Las elecciones italianas han demostrado lo fácil que es franquear el muro de las ideas, de la confrontación entre izquierda y derecha, incluso de los intereses contrapuestos de los ciudadanos, para dar paso a una confrontación entre los políticos y los medios de comunicación.
La confusión de la noche electoral italiana la seguí en directo el lunes en el debate que Bruno Vespa intentó dirigir en la Raiuno, a medida que Prodi adelantaba a Berlusconi o al revés. Abandoné de madrugada porque los resultados no se oficializaban y porque la tertulia de los analistas de prestigio se convirtió en un gallinero alborotado.
Italia está partida, es ingobernable, vamos hacia el abismo, se gritaban unos a otros ante la incapacidad de Vespa de racionalizar la discusión. A mí lo que me parecía es que un país que no puede ofrecer los resultados escrutados hasta pasadas veinticuatro horas no está en la órbita moderna. Ya sé que en Florida pasó algo peor entre Bush y Al Gore en el 2000.
Italia no está más dividida que Alemania, España, Francia o Estados Unidos donde los votantes parten políticamente el país en dos grandes fracciones. Que Berlusconi consiga casi la mitad de los votos en Italia habría sido incomprensible tanto para los comunistas gramscianos como para los democrata cristianos de De Gasperi. Aquellas etiquetas de izquierda y derecha ya no cuentan en el mundo postideológico de Berlusconi.

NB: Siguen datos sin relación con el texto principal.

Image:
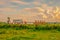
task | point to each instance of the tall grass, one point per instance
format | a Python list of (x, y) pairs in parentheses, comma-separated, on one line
[(32, 26)]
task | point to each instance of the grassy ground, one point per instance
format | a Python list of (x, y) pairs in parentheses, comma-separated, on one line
[(28, 34)]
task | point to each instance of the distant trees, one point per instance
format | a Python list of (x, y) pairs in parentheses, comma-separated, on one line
[(8, 20)]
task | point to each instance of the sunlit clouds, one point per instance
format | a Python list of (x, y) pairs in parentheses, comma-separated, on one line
[(30, 10)]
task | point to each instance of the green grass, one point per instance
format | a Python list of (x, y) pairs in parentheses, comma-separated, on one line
[(29, 32), (12, 34)]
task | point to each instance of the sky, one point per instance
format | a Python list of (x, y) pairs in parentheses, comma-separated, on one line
[(30, 10)]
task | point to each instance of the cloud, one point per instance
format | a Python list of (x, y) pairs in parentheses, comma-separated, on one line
[(19, 2), (7, 10)]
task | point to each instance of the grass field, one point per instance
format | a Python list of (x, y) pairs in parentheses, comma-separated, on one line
[(29, 32)]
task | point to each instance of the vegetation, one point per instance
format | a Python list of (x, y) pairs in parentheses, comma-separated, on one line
[(29, 31)]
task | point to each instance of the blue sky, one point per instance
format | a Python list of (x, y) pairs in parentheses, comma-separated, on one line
[(30, 9)]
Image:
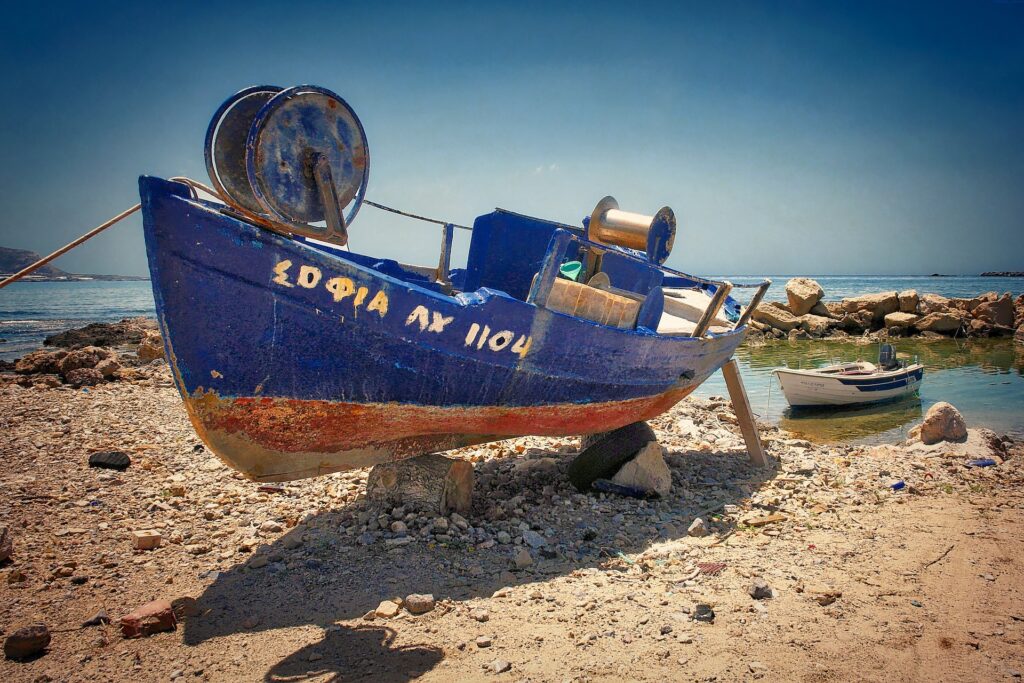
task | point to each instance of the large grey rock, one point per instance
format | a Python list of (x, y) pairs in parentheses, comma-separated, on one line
[(820, 309), (880, 305), (942, 423), (647, 471), (814, 325), (773, 316), (41, 361), (933, 303), (900, 319), (128, 331), (998, 312), (856, 322), (802, 294), (87, 357), (908, 301), (942, 323)]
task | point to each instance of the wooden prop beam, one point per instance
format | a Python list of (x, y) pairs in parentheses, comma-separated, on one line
[(741, 404)]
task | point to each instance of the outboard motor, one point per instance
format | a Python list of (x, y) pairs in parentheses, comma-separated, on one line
[(887, 357)]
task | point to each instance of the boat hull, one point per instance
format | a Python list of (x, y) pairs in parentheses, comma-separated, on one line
[(294, 361), (809, 389)]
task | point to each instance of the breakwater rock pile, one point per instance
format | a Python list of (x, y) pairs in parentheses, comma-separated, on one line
[(87, 356), (807, 314)]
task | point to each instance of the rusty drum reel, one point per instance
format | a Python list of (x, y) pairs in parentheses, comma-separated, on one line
[(290, 159), (651, 235)]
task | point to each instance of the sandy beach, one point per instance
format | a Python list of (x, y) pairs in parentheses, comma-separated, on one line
[(866, 583)]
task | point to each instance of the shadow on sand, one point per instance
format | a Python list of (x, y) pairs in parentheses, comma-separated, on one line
[(330, 578)]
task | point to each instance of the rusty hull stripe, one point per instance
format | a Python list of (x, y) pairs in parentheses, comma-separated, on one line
[(293, 425)]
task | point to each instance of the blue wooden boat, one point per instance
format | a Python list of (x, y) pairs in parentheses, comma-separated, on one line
[(297, 357)]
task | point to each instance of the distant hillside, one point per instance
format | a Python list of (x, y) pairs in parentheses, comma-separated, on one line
[(12, 260)]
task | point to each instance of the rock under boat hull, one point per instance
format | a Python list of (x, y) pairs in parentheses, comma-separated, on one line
[(294, 361)]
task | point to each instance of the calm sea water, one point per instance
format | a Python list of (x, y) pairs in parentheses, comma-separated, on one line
[(32, 311), (984, 378)]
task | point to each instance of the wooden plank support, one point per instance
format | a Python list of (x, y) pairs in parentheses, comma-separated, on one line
[(741, 404)]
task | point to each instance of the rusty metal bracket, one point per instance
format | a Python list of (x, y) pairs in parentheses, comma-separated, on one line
[(337, 230)]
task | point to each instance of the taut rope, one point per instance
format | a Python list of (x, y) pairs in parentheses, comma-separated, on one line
[(194, 184)]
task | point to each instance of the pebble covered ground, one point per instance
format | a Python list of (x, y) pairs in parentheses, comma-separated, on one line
[(815, 568)]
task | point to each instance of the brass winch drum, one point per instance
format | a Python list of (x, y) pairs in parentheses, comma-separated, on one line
[(651, 235)]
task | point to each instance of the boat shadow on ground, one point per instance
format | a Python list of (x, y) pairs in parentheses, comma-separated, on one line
[(329, 579)]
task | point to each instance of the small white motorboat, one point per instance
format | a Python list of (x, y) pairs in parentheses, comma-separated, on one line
[(851, 383)]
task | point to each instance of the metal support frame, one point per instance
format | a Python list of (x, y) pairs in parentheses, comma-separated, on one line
[(561, 239), (337, 230), (444, 262)]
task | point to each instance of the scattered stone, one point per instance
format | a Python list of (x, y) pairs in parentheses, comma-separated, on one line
[(942, 423), (760, 590), (901, 321), (150, 619), (802, 294), (99, 619), (271, 526), (151, 347), (420, 603), (40, 363), (386, 609), (697, 528), (534, 540), (827, 597), (762, 520), (110, 460), (647, 471), (27, 642), (946, 322), (522, 559), (126, 332), (908, 301), (6, 544), (84, 377), (145, 540), (704, 612), (775, 316)]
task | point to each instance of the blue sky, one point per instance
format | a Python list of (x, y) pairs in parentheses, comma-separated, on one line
[(790, 137)]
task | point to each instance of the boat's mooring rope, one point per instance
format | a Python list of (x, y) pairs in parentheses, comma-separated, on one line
[(68, 247), (413, 215), (195, 185)]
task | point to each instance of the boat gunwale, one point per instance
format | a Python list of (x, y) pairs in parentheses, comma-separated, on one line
[(466, 300), (886, 374)]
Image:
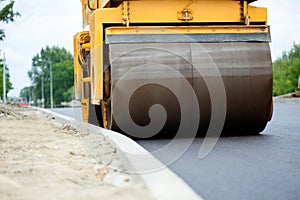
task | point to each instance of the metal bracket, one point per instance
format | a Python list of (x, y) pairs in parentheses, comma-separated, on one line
[(185, 15), (126, 13)]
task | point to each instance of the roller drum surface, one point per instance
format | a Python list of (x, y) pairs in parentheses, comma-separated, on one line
[(244, 67)]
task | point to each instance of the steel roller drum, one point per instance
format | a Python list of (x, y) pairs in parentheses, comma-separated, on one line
[(138, 69)]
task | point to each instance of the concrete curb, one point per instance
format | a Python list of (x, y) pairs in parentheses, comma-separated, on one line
[(163, 184)]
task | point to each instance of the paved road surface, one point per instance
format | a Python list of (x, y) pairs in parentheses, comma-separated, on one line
[(255, 167)]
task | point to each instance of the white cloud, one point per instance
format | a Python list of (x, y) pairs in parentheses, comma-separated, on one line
[(43, 22)]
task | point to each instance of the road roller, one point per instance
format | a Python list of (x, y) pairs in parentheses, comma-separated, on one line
[(153, 63)]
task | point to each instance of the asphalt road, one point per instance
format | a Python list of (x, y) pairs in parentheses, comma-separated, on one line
[(253, 167)]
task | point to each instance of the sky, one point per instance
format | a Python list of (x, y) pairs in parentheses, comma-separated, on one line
[(54, 22)]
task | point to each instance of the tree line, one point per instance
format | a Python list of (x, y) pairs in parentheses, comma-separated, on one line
[(7, 14)]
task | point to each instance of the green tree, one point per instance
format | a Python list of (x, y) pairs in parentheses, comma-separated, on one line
[(62, 74), (286, 71), (8, 83), (7, 14)]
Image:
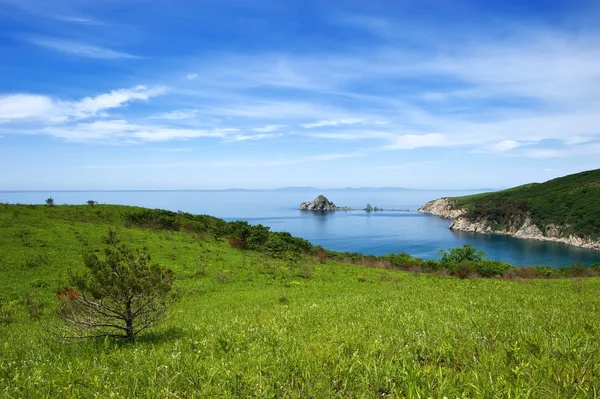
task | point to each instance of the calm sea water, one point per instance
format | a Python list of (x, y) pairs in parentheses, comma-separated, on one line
[(374, 233)]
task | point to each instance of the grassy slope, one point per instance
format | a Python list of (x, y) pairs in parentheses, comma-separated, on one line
[(340, 331), (572, 200)]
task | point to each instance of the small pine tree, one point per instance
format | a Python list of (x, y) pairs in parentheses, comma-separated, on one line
[(120, 295)]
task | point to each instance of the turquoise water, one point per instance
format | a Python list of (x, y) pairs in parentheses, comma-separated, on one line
[(374, 233)]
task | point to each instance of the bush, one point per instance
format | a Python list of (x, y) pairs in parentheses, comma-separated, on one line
[(121, 295), (490, 268), (7, 311), (463, 269), (456, 255)]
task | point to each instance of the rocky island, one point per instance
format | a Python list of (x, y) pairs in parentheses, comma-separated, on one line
[(562, 210), (321, 203)]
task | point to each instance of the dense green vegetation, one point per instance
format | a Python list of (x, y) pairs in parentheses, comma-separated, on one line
[(264, 314), (572, 202)]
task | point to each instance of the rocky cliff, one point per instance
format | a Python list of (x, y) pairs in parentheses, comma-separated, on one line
[(518, 226), (321, 203), (443, 207)]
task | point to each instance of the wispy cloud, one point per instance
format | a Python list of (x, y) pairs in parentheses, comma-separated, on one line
[(177, 114), (80, 49), (333, 122), (268, 128), (77, 19), (28, 107), (235, 163), (252, 137), (121, 131)]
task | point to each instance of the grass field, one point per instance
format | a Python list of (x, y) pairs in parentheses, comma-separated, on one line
[(249, 325)]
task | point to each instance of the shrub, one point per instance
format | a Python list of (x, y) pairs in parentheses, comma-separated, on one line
[(120, 295), (463, 269), (7, 311), (456, 255), (490, 268)]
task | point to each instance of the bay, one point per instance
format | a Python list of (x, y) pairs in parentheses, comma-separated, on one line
[(375, 233)]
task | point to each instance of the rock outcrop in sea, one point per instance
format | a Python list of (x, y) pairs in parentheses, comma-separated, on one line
[(518, 227), (321, 203)]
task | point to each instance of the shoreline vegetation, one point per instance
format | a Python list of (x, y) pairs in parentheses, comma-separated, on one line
[(266, 314), (563, 210), (463, 262)]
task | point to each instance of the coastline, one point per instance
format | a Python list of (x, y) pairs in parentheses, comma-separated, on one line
[(526, 229)]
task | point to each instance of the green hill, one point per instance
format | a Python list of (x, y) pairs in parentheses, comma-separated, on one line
[(571, 202), (268, 315)]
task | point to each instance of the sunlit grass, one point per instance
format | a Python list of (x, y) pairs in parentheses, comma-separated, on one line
[(341, 330)]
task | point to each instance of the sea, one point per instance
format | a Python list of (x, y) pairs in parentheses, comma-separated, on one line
[(377, 233)]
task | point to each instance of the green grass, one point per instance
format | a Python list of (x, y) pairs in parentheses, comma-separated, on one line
[(250, 325), (572, 202)]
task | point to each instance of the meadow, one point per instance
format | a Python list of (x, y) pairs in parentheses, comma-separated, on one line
[(252, 323)]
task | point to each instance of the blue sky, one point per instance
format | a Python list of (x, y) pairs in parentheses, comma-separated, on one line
[(157, 94)]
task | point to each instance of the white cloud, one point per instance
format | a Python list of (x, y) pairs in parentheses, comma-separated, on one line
[(333, 122), (412, 141), (177, 114), (29, 106), (80, 49), (90, 106), (505, 145), (236, 163), (121, 131), (268, 128), (252, 137)]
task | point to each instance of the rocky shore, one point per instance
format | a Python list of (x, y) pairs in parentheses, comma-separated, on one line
[(523, 228), (322, 204)]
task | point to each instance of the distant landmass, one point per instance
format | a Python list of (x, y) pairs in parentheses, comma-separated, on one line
[(564, 210)]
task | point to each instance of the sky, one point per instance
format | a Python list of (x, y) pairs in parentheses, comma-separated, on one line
[(214, 94)]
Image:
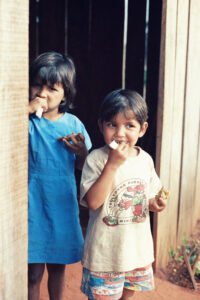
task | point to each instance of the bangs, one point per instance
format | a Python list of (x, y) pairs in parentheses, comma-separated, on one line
[(47, 75)]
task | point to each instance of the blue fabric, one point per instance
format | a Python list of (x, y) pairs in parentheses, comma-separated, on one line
[(55, 234)]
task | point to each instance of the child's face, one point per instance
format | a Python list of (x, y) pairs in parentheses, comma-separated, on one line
[(123, 128), (53, 94)]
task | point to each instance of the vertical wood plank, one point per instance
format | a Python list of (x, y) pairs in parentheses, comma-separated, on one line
[(191, 126), (170, 121), (14, 144)]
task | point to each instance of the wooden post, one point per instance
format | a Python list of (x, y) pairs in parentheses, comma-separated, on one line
[(13, 154)]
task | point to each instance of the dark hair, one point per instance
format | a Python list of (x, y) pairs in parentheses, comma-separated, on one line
[(51, 68), (122, 100)]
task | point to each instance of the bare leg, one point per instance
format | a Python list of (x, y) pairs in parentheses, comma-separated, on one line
[(35, 273), (56, 281), (127, 294)]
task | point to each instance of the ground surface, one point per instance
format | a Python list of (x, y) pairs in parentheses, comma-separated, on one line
[(164, 289)]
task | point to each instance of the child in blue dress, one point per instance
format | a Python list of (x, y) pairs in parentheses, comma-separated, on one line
[(58, 143)]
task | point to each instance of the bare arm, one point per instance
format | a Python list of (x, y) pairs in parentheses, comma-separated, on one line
[(78, 147), (99, 191), (159, 203)]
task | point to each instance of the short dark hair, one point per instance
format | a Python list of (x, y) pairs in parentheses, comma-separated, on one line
[(52, 68), (122, 100)]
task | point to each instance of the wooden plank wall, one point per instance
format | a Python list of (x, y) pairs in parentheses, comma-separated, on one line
[(177, 154), (13, 154)]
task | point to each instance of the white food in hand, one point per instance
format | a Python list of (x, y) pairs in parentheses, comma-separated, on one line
[(113, 145), (39, 112)]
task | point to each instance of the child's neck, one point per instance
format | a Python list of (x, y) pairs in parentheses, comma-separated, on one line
[(52, 115)]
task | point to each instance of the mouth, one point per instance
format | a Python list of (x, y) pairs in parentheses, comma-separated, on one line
[(114, 144)]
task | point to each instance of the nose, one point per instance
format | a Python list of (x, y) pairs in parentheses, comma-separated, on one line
[(42, 92), (120, 131)]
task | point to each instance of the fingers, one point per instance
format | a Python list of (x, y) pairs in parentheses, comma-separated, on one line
[(74, 138), (157, 204), (37, 103)]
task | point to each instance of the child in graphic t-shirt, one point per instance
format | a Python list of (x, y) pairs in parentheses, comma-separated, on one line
[(120, 187)]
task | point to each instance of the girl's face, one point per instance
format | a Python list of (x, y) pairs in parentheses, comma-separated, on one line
[(123, 128), (53, 94)]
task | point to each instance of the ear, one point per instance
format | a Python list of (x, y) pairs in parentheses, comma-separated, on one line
[(100, 126), (143, 129)]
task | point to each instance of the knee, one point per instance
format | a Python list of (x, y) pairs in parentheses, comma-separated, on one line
[(34, 277), (56, 268)]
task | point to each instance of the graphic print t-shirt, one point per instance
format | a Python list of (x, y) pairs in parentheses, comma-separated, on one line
[(118, 235)]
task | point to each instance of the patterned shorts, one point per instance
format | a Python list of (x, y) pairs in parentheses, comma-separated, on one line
[(109, 285)]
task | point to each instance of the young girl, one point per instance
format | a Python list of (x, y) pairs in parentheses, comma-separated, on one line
[(58, 143), (120, 187)]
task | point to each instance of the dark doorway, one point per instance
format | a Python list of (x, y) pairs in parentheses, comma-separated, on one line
[(92, 33)]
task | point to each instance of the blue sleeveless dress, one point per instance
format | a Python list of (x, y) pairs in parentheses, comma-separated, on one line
[(54, 230)]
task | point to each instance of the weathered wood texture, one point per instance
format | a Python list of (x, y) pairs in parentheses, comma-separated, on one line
[(178, 124), (13, 151)]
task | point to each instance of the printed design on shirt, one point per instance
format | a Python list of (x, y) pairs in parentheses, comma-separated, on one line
[(127, 203)]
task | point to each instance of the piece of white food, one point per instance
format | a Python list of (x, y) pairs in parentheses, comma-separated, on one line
[(113, 145), (39, 112)]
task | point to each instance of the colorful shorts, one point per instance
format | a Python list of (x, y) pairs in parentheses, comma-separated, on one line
[(109, 285)]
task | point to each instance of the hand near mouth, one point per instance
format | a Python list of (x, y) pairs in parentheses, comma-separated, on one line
[(118, 155)]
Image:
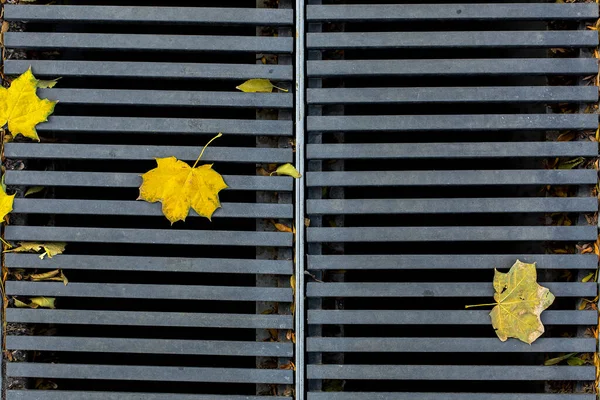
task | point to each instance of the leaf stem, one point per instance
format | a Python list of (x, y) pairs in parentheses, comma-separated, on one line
[(204, 148), (482, 305)]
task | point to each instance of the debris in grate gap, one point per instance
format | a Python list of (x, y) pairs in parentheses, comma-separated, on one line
[(180, 187), (520, 301), (23, 109), (258, 86)]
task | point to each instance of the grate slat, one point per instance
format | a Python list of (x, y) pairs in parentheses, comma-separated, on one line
[(136, 208), (451, 372), (451, 150), (141, 318), (428, 12), (437, 317), (449, 261), (131, 180), (501, 94), (139, 373), (449, 206), (425, 40), (150, 15), (140, 291), (133, 152), (182, 98), (452, 234), (157, 264), (124, 69), (462, 345), (147, 236)]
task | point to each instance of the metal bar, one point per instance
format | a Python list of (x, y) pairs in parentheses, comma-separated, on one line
[(128, 69), (141, 291), (452, 12), (419, 95), (452, 178), (162, 43), (121, 125), (147, 373), (146, 318), (430, 396), (433, 289), (454, 67), (452, 40), (448, 261), (452, 372), (450, 234), (142, 152), (148, 346), (173, 98), (449, 150), (137, 208), (151, 15), (437, 317), (452, 123), (111, 179), (98, 395), (148, 236), (447, 345), (299, 202), (450, 206), (151, 264)]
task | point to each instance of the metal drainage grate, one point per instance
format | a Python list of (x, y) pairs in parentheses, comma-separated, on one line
[(427, 129), (198, 310)]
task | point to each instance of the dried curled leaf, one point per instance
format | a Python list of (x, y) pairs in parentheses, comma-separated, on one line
[(520, 301), (6, 202), (50, 249), (289, 170), (42, 84), (258, 86), (34, 190), (35, 302), (21, 108), (56, 275), (180, 187)]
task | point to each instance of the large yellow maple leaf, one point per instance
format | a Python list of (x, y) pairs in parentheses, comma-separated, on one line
[(180, 187), (6, 202), (21, 108), (520, 301)]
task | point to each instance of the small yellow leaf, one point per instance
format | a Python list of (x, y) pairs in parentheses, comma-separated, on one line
[(34, 190), (50, 249), (6, 202), (258, 86), (42, 84), (293, 284), (289, 170), (557, 360), (45, 275), (283, 228), (180, 187), (588, 277), (47, 302), (21, 108)]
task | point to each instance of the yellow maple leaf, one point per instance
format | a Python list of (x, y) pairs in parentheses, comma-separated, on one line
[(21, 108), (520, 301), (258, 86), (50, 249), (289, 170), (6, 202), (180, 187)]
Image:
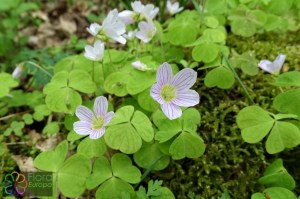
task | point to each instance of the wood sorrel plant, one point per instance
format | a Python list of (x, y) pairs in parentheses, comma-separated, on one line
[(127, 109)]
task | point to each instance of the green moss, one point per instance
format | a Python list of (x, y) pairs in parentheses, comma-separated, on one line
[(229, 162)]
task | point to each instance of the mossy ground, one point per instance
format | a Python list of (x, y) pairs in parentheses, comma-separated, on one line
[(229, 162)]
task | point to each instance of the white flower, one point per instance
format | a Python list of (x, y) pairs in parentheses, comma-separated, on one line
[(18, 71), (146, 32), (112, 27), (93, 123), (94, 53), (94, 29), (139, 65), (272, 67), (140, 12), (171, 92), (173, 8)]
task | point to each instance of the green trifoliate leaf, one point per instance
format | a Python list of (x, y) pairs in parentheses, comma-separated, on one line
[(211, 22), (149, 154), (81, 81), (51, 128), (7, 82), (116, 83), (283, 135), (139, 81), (220, 77), (255, 123), (147, 102), (247, 62), (291, 78), (122, 168), (101, 172), (127, 129), (73, 174), (182, 31), (277, 176), (187, 145), (63, 100), (288, 102), (52, 160), (114, 188), (205, 52), (91, 148)]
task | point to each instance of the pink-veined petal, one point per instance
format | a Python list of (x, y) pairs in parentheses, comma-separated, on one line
[(172, 111), (82, 127), (185, 79), (108, 117), (164, 74), (84, 114), (186, 98), (95, 134), (278, 62), (155, 93), (100, 106)]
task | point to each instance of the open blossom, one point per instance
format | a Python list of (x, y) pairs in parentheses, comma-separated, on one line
[(146, 31), (93, 123), (94, 29), (140, 12), (272, 67), (171, 92), (139, 65), (94, 53), (18, 71), (112, 28), (173, 8)]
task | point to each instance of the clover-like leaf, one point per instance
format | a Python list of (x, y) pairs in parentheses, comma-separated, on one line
[(127, 130), (277, 176), (52, 160), (116, 83), (220, 77), (73, 174), (288, 102), (91, 147), (101, 172), (205, 52), (122, 168), (114, 188), (7, 82), (150, 154), (291, 78), (81, 81), (283, 135), (182, 31), (255, 123)]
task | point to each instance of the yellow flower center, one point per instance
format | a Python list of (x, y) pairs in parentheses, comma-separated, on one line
[(168, 92), (97, 123)]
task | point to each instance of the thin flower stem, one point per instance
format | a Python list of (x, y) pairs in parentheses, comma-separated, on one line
[(238, 78), (39, 67), (149, 169), (93, 72), (12, 115)]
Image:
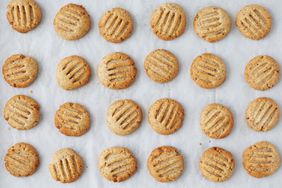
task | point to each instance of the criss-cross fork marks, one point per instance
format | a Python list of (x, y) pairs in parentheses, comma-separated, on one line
[(255, 24), (168, 165), (211, 24), (19, 113), (23, 15), (69, 117), (207, 70), (263, 72), (168, 22), (120, 70), (265, 114), (119, 164), (161, 64), (66, 169), (116, 25), (167, 115), (216, 166), (21, 162), (125, 116), (69, 19), (216, 122), (75, 71)]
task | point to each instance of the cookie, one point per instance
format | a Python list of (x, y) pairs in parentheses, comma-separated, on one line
[(117, 164), (22, 112), (217, 164), (208, 71), (20, 71), (254, 21), (166, 164), (23, 15), (117, 71), (168, 21), (212, 24), (261, 159), (116, 25), (66, 165), (161, 66), (124, 117), (262, 114), (166, 116), (73, 72), (21, 160), (216, 121), (72, 119), (262, 72), (72, 22)]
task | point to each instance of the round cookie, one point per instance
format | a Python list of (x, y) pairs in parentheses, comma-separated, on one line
[(117, 71), (166, 116), (66, 165), (73, 72), (262, 114), (20, 71), (72, 22), (254, 21), (23, 15), (72, 119), (168, 21), (217, 164), (165, 164), (161, 66), (21, 160), (212, 24), (117, 164), (262, 72), (261, 159), (124, 117), (208, 71), (216, 121), (22, 112), (116, 25)]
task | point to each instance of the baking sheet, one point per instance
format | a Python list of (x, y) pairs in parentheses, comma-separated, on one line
[(49, 49)]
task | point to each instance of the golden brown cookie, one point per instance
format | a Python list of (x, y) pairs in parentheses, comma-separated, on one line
[(161, 66), (23, 15), (73, 72), (208, 71), (166, 116), (165, 164), (216, 121), (212, 23), (117, 164), (72, 119), (22, 112), (20, 71), (72, 22), (262, 72), (116, 25), (261, 159), (254, 21), (66, 165), (168, 21), (217, 164), (21, 160), (262, 114), (117, 71), (124, 117)]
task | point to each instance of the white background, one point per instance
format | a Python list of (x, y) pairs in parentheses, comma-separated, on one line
[(44, 45)]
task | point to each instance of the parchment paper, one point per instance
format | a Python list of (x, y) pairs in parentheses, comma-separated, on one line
[(44, 45)]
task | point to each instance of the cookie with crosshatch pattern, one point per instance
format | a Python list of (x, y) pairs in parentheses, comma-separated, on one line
[(168, 21)]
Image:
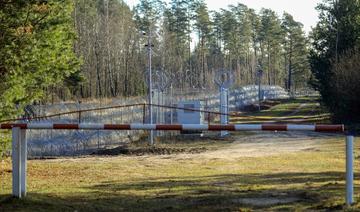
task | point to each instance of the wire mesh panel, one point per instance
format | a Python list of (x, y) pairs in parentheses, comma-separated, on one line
[(61, 142)]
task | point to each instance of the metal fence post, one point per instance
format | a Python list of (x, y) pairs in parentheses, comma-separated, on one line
[(19, 157), (349, 170), (23, 157)]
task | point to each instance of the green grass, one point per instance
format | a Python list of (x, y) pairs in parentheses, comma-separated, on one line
[(311, 179)]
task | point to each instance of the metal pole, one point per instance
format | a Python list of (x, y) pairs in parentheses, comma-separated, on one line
[(23, 157), (259, 92), (16, 160), (349, 170), (150, 88), (19, 157)]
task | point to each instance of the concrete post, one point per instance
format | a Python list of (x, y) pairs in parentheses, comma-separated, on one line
[(349, 170), (19, 157)]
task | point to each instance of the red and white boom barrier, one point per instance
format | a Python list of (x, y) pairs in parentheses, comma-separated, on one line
[(19, 145), (179, 127)]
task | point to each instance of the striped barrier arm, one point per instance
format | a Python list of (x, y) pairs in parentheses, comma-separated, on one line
[(179, 127)]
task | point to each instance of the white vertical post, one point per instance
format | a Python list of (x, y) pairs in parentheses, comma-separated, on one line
[(23, 158), (223, 109), (349, 170), (16, 160), (19, 157)]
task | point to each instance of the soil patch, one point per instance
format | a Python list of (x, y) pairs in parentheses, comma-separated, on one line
[(125, 150)]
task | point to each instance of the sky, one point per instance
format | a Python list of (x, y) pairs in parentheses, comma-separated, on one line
[(302, 10)]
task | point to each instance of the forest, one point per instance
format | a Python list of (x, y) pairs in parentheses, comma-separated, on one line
[(81, 49)]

Los dictados de las audiencias, del mercado, de los beneficios, del éxito médiático en definitiva, inclinan la voluntad de millones de electores que aceptan como tesis irrefutables lo que cualquier frívolo les puede ofrecer por la televisión, la radio o a través del mundo sin límites de la red en la que todo circula en todas direcciones, a todas horas, en tiempo real y sin que el espacio tenga importancia.
Las batallas son sobre el estilo, la personalidad y la retórica de los candidatos. Cada opinión o punto de vista pasa por el cedazo del nuevo periodismo que ya no es monopolio de los periodistas o de sus empresas sino que está al alcance de todo el mundo intercomunicado. En Italia ha ocurrido lo de siempre.
Pero con más espectacularidad, con menos sustancia, con la superficialidad propia del político moderno que consiste en trasladar a la audiencia y a sus electores sus problemas y sus ideas, a veces su falta de ideas, que son compradas por millones de electores que no han tenido tiempo para pensar. El problema es que los políticos, a veces, tampoco han pensado.